Thanks to Carole who instructed me on how to do it, I am adding my posts from my old blog over to this one. Click on "Older Posts" to read about the past few months. I am adding a few at a time, so please be patient.
Thursday, August 2, 2007
Th has officially retired his label of "preschooler" and traded it in for the title of "youth". To him, TJ and I are no longer Daddy and Mommy, but rather, Dad and Mom. As the realization of that sunk in yesterday, I became teary-eyed. I know I can't be Mommy forever, but I miss hearing him call me that. I don't think I ever recorded him calling us Mommy and Daddy, which means I am making it a point to record Ta and T.G. talking.
In some ways, I hate that my children are getting older, but at the same time, I am really struggling with their current ages. As I was dropping off T.G. in the nursery at church last night, I began crying when Gretchen (the pastor's wife) asked about feeding instructions for T.G. I know, that question probably made all of you cry, too! Seriously, I started crying as the frustrations of the day came pouring out. Let me back up.
Earlier, I was trying to prepare dinner, feed T.G., and keep the boys from killing each other. I didn't have enough hands to do it all, and T.G. didn't want to eat. She wanted to be held, and I just couldn't do it. So she cried. Then she wailed. Then she fell backwards on the carpet and cried even harder. Then Ta started climbing the pantry shelves and Th hurt himself crashing into the couch. My house was in complete chaos! I hate when TJ comes home to that, but that is the reality of my day each and every day. Now back to Gretchen.

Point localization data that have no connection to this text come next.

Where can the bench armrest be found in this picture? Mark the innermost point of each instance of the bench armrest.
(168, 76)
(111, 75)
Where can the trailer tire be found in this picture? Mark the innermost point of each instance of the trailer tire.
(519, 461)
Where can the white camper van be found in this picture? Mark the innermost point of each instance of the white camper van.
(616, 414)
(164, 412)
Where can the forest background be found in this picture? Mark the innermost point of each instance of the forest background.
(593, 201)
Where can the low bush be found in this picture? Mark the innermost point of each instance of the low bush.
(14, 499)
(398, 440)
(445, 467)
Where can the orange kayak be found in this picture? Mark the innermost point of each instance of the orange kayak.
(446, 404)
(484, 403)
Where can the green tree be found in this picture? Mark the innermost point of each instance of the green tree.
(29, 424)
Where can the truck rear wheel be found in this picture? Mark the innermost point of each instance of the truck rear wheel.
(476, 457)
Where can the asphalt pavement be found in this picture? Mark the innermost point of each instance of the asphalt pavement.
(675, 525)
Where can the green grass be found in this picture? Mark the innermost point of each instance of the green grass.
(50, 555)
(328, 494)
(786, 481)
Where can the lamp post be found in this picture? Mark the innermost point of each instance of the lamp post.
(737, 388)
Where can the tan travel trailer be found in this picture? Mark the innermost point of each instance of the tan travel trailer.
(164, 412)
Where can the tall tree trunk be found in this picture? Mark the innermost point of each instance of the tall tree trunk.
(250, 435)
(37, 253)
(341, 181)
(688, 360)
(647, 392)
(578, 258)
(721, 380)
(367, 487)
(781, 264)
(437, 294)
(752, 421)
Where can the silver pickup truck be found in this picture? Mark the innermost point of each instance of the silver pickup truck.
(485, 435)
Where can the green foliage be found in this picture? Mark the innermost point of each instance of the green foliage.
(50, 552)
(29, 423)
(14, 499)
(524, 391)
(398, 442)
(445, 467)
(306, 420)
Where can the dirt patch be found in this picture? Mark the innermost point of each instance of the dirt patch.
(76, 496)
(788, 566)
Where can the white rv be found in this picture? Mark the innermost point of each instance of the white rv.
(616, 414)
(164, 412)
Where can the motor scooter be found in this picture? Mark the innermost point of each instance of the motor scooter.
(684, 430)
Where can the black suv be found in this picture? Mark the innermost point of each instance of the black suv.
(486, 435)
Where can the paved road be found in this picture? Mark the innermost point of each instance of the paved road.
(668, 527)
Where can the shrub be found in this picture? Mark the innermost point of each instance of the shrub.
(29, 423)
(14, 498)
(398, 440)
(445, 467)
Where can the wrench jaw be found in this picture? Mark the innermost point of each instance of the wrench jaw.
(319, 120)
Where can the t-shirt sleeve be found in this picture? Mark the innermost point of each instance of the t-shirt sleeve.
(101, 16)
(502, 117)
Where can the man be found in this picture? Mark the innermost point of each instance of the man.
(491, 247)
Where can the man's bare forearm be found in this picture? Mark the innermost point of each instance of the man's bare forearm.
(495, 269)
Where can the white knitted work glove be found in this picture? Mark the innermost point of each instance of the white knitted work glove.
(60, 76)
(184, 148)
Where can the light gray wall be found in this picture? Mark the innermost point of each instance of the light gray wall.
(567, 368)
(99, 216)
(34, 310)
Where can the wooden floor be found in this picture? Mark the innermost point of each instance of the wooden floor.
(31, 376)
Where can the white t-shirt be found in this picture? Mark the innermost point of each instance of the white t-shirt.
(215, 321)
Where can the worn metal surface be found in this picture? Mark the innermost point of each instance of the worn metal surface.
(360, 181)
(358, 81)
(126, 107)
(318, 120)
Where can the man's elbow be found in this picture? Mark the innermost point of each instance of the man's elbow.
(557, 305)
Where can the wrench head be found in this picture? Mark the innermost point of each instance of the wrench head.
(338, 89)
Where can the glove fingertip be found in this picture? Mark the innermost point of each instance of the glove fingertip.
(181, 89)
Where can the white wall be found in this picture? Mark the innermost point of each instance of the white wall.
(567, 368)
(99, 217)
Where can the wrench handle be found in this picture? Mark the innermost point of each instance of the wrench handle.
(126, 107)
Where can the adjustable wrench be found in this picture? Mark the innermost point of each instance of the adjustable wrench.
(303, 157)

Church starts at 7PM on Wednesday evening. We eat supper before we go, so for T.G. to need to eat is unusual. I felt like a bad mom for bringing her to church hungry, but as I wrote before, she didn't want to eat when I tried to feed her. Gretchen gave me a hug and just listened as I told of the difficulties I've been having with my children. If anyone understands, it's her. She told me I'm in the worst of it because of the ages of my kids, which is both good and bad. It's good because that means it (parenting) really can't get any worse. It's bad, because it totally stinks. She used the illustration of having the blood sucked out of you because of all of the kids pulling in different directions.
That is exactly how I feel. Bloodless. Stretched. Eyes toward Heaven as I pray for strength.